The impact of undergraduate degrees on lifetime earningsDate: 29.04.2020
Going to university is a very good investment for most students. Over their working lives, men will be £130,000 better off on average by going to university after taxes, student loan repayments and foregone earnings are taken into account. For women, this figure is £100,000. (These and other numbers are in “discounted present value” terms, which means counting earnings later in life less than those earned earlier on. Without discounting, returns look much bigger.)
However, these average returns mask large differences across individuals. So while about 80% of students are likely to gain financially from attending university, The IFS estimates that one in five students – or about 70,000 every year - would actually have been better off financially had they not gone to university.
At the other end of the spectrum, the 10% of graduates with the highest returns will on average gain around half a million pounds in discounted present value terms. Much of this variation is explained by the subject studied at university: students of medicine and law, for example, achieve very high returns on average, while few of those studying creative arts will gain financially from their degrees at all.
- Median earnings of male graduates grow strongly throughout their 30s, and this earnings growth far outstrips that of non-graduates.
- Median earnings growth for female graduates in their 30s is moderate, but still higher than that of non-graduates.
- Accordingly, the causal effect of undergraduate degrees on earnings grows after age 30 for both men and women, but much more strongly for men.
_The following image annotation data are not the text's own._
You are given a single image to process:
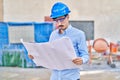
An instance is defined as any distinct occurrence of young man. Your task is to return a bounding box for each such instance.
[49,2,89,80]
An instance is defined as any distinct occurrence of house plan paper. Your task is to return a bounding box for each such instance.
[22,37,80,70]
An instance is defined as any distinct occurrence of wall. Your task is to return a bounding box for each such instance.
[0,0,3,21]
[4,0,120,41]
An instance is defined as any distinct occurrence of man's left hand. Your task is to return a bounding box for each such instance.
[72,57,83,65]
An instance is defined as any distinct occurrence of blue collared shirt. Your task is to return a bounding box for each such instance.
[49,25,89,80]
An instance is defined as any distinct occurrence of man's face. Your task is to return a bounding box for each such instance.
[53,15,69,30]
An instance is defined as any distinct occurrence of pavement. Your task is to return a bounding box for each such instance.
[0,58,120,80]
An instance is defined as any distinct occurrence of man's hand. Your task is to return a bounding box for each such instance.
[28,54,34,59]
[72,57,83,65]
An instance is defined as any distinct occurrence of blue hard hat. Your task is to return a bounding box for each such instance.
[50,2,70,18]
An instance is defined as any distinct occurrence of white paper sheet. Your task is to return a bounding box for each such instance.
[22,37,80,70]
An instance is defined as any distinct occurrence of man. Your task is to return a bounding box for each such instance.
[49,2,89,80]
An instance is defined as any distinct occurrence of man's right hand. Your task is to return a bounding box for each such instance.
[28,54,34,59]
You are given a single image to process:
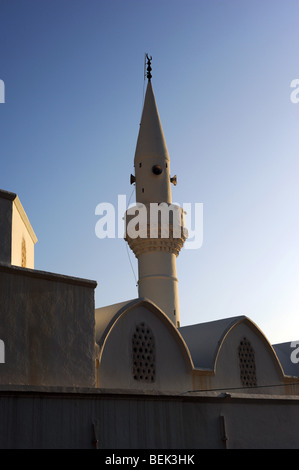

- The average lifetime earnings gain from undergraduate degrees is substantial for both men and women, but much smaller than the difference between the gross earnings of graduates and non-graduates.
- The average gain in net lifetime earnings is even smaller due to the progressivity of the tax system.
- The subject studied at university is hugely important. N
- However, studying a subject with high average returns is no guarantee of high returns.
- Overall, we expect 85% of women and around three-quarters of men to achieve positive net lifetime returns.
- Financing undergraduate degrees is expensive for the taxpayer, but on average increased tax revenues more than make up for it.
- However, these gains are driven mainly by the highest-earning graduates.